- Hurtsboro Historic District
- U.S. National Register of Historic Places
- U.S. Historic district
- Interactive map of Hurtsboro Historic District
- Location: Hurtsboro, Alabama
- Coordinates: 32°14′40″N 85°24′47″W﻿ / ﻿32.24444°N 85.41306°W
- Built: 1858–1952
- MPS: Phenix City MRA
- NRHP reference No.: 09000001
- Added to NRHP: October 19, 2009

= Hurtsboro Historic District =

The Hurtsboro Historic District is a historic district in Hurtsboro, Alabama. Hurtsboro was founded as Hurtsville in 1858 by Joel Hurt after the Mobile and Girard Railroad was built through western Russell County.
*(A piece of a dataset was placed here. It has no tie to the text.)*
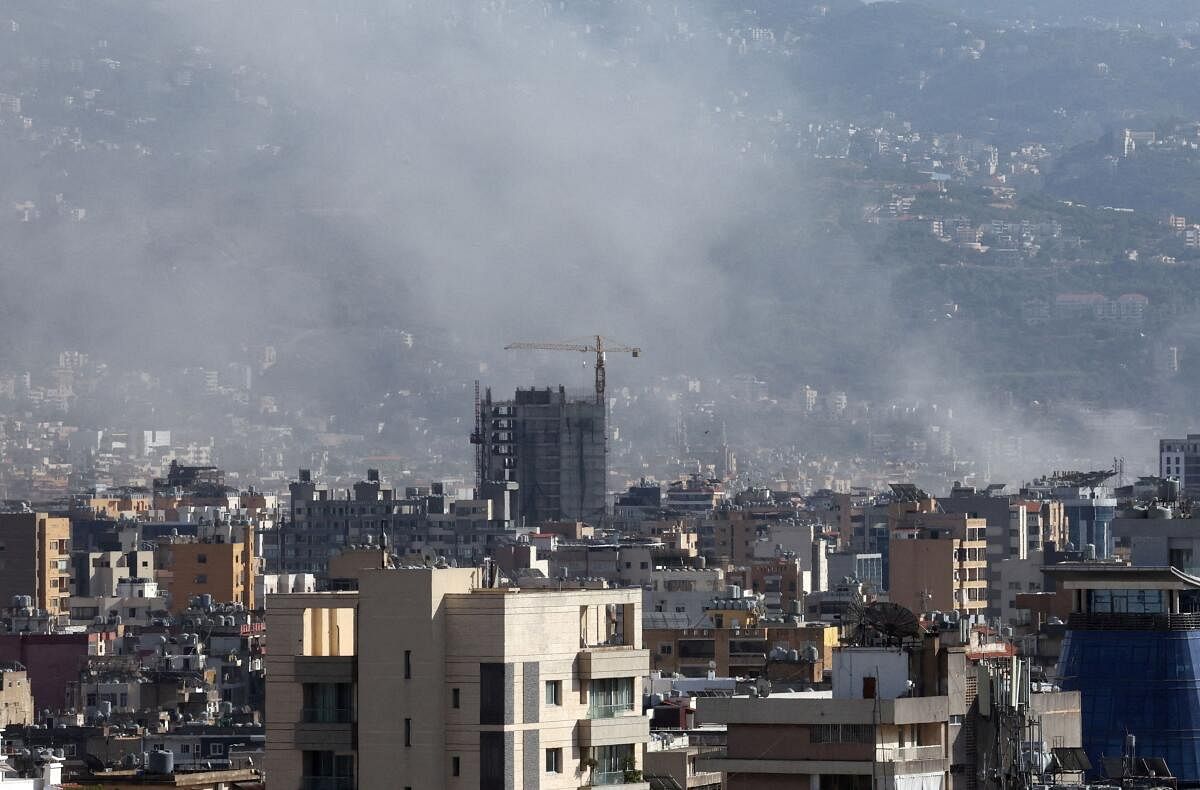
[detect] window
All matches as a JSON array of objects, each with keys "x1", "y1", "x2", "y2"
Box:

The commercial core is centered along the railroad tracks; although all of the early frame commercial buildings were demolished by the 1960s, several 1890s–1920s buildings, including the 1890s Gin and Mill building and the circa 1910 Owens Mercantile block remain. The Greek Revival style Joel Hurt House is the oldest house in town. Although many of Hurtsboro's historic houses were destroyed in a 1981 tornado, a core of Greek Revival, Victorian, Bungalow, and Minimal Traditional houses remain.

The district was listed on the National Register of Historic Places in 2009.